The child was sad to see the woman go. She had always given the child extra nuts and roots and she’d often sung them lullabies at bedtime. The thought of her leaving and not coming back was unbearably painful. The child wanted to cling to her to prevent her from leaving, but they didn’t. The woman had the right to make her own choices. The child shouldn’t make her second-guess herself. The child hid behind the rest of the group so that they wouldn’t have to watch her walk away.
A flame flickered in the night air.
The child watched the town burn. The group was far enough away for the fire to not affect them.
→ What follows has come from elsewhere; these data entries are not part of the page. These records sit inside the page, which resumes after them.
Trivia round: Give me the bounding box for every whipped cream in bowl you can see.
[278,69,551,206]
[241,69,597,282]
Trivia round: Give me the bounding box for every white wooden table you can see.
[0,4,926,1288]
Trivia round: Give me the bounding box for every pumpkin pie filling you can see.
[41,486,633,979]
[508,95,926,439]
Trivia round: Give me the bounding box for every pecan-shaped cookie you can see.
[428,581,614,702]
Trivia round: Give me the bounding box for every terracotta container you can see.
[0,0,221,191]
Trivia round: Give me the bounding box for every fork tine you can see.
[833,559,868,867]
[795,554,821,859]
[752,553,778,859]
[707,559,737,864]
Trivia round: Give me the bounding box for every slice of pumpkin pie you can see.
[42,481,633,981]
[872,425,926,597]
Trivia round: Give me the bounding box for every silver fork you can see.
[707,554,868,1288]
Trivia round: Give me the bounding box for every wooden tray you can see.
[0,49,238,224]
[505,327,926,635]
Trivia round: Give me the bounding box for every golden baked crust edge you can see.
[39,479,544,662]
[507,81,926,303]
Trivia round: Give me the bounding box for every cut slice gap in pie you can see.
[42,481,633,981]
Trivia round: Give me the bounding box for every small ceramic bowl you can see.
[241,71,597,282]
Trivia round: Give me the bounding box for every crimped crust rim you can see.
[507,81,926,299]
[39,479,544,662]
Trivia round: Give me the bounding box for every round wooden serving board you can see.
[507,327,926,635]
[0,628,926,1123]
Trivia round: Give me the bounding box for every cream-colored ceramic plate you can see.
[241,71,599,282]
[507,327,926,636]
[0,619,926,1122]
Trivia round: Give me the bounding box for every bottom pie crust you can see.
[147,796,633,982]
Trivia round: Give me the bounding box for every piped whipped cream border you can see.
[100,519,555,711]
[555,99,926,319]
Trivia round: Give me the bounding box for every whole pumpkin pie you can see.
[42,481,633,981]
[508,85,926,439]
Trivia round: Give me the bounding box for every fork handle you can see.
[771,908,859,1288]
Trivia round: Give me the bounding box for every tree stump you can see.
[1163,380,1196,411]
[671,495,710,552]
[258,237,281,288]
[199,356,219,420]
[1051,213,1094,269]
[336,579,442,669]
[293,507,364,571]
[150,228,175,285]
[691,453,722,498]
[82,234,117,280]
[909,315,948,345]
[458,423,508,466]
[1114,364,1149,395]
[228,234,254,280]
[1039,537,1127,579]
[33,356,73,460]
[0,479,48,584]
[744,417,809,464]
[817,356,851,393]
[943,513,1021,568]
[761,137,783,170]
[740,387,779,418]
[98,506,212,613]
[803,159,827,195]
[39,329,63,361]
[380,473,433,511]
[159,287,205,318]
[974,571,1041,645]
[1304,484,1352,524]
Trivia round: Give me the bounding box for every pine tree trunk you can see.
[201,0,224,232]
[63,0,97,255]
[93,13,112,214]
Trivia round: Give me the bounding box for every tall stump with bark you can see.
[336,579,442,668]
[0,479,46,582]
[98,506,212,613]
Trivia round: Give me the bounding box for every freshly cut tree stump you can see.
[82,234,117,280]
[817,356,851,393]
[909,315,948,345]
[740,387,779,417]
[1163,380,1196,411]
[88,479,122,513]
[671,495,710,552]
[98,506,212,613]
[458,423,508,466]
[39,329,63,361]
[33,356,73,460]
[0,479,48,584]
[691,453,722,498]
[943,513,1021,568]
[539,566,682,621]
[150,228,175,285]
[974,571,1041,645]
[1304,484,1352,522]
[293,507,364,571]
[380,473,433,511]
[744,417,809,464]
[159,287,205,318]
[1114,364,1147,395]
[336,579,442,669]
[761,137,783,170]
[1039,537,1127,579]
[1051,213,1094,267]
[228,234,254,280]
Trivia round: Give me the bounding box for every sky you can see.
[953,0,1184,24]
A column of smoke rose into the sky and blotted out the moon.
The child wondered if the woman had accomplished her goal. Had she managed to pass on the pathogen? Why would she want to do that? Had she increased the number of people in the world who caught this terrible disease?
No one in the group had the courage to go into the town and see what had happened for sure.
“Why?” the child asked. “The people in this town might not have anything to do with the disease. Killing them with it is as bad as what the enemy does.” Tears coursed down the child’s cheeks.
The boy looked at the child, his face cast in deep shadow. “It’s like I said before,” he said. “There’s no such thing as innocent bystanders anymore.”